Tigers are the rarest animal at the luxury zoo hotel and the motivating factor behind keeping the lodge running.
“It is forecast that by 2030 no tigers will be left in the wild,” Tindale says. “There are currently 3,200 wild tigers but 100 years ago there were an estimated 100,000.
“One of the roles of zoos is to keep the genetic pool as diverse as possible so that at some stage we can reintroduce them back into the wild.”
Lemurs, two rhinoceros, six tigers and two white lions (there are only 200 left in the world) are among some of the rare occupants of the hotel that offers a 22-hour luxurious savannah adventure.

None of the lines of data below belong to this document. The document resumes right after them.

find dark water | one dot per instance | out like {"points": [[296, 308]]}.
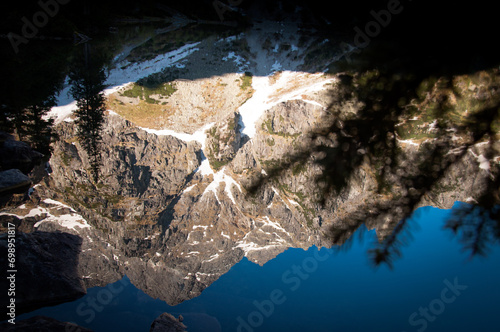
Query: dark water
{"points": [[434, 287]]}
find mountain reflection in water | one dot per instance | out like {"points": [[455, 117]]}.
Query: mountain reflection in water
{"points": [[435, 286]]}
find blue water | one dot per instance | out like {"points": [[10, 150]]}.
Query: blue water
{"points": [[434, 286]]}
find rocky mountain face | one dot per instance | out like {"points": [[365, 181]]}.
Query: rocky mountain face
{"points": [[173, 226]]}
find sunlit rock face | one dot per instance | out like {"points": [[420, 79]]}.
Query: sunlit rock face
{"points": [[178, 203], [174, 225]]}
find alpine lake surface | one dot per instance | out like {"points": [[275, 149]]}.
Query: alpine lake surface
{"points": [[434, 286]]}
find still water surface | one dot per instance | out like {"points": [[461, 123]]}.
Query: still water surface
{"points": [[434, 286]]}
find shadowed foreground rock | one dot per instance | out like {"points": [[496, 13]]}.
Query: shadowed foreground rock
{"points": [[46, 266], [42, 324], [167, 323]]}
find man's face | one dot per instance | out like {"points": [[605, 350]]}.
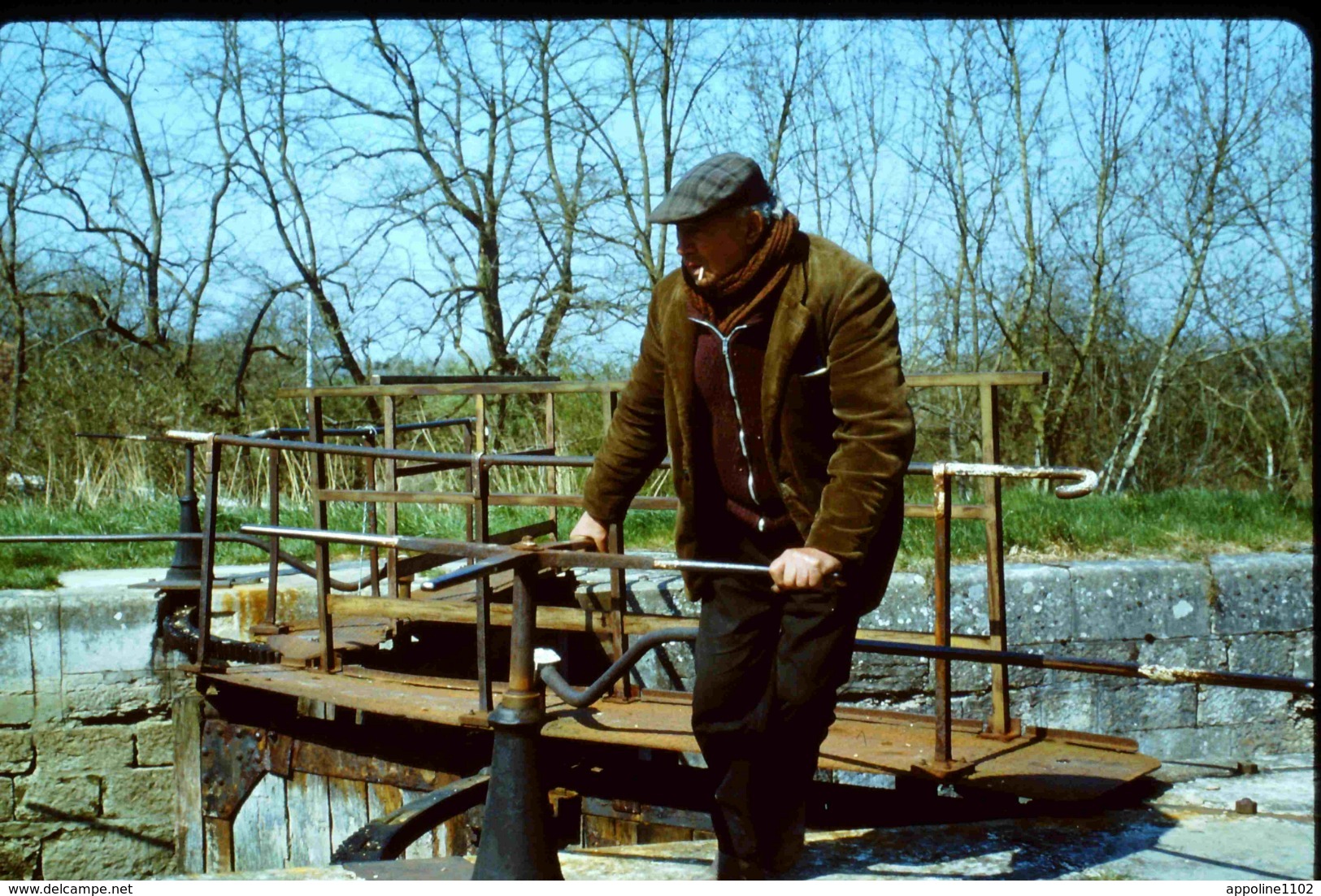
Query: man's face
{"points": [[718, 243]]}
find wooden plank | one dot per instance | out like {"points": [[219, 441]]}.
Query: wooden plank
{"points": [[310, 820], [219, 846], [262, 828], [891, 744], [189, 832], [348, 809]]}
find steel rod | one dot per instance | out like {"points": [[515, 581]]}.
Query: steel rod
{"points": [[1158, 674], [1149, 672], [207, 574], [274, 568], [942, 756]]}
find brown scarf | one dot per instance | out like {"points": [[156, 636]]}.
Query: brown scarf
{"points": [[725, 302]]}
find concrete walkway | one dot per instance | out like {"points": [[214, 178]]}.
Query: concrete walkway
{"points": [[1190, 832]]}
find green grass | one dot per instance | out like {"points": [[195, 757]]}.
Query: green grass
{"points": [[1179, 524]]}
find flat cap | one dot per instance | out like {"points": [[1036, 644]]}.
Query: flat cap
{"points": [[723, 181]]}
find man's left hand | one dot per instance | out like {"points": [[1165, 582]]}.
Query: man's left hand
{"points": [[801, 568]]}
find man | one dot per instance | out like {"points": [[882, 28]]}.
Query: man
{"points": [[771, 370]]}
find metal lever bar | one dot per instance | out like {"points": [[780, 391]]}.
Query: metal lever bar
{"points": [[575, 697], [596, 690], [553, 559]]}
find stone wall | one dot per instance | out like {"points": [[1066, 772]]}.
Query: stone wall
{"points": [[86, 747], [86, 785]]}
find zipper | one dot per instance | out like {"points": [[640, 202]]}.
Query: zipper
{"points": [[733, 393]]}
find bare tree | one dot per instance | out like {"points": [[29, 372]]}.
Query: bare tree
{"points": [[1215, 114], [275, 131], [27, 84], [1095, 222]]}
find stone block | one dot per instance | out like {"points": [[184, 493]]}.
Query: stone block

“We travelled around the world to get ideas but there was very little in the form of zoo accommodation to look at, so we created our own style,” the founder says. “Dubbo in New South Wales, Australia, had really good tented accommodation, but it wasn’t interactive with the animals at that stage.
“We wanted to keep the lodge up-market and take it to the next level. It was full of risk to build a bungalow, let it out for A$2,000 per night and offer an experience with a tiger only for the animal not to come up. For, although it does so 99% of the time, we can’t guarantee that it will.”
The luxurious jungle bungalows (with six to eight windows in each room) is built in a U shape where the big cats can access the centre of the U, allowing guests to view the majestic creatures from their bathroom, bedroom and lounge. If aquatic animals are more your style, the Shark Grand Suite in uShaka Lodge allows guests to look down from a terrace into an aquarium featuring a shark that enjoys a pat.
When guests aren’t relaxing in their 1960s African hut-inspired suites with their new roommates, they’re kept busy with animal encounters, tours and an African dinner party. Did we mention the rare white lion and hyenas come down for the fine dining, five-course dinner?
"African guests staying at Jamala say it reminds them of home. If you can’t afford to go to Africa, we’re the next best thing" – Tindale
The accommodation, which includes two tours of the 100 exhibits, has been running at 90% occupancy across the 18 rooms – proving the novel experience is worth every dollar.
“Guests can’t see all the animals all the time,” Tindale told The CEO Magazine. “This is generally because our enclosures are larger than most urban zoos, but to compensate for this, we have more than one enclosure for a number of species, so if you can’t see them in one enclosure, you’re likely to see them in another.”
The lodge, which is an accredited member of the Zoo and Aquarium Association of Australia, is one of the few Australian zoos that isn’t government subsidised. Everything is funded by the owners, including the half-a-million-dollar white lion enclosures. To keep costs down the team organises everything themselves which can make a project take two to three times longer than usual to complete.
Staff numbers have grown from 55 to 220 since the lodge’s opening in 2014, with many of them starting as volunteers at the zoo two decades ago.
“At the moment, we’re catching a breath – dotting our Is and crossing our Ts, and going back over the zoo making sure it is as good as it can be,” he says. “African guests staying at Jamala say it reminds them of home. If you can’t afford to go to Africa, we’re the next best thing.”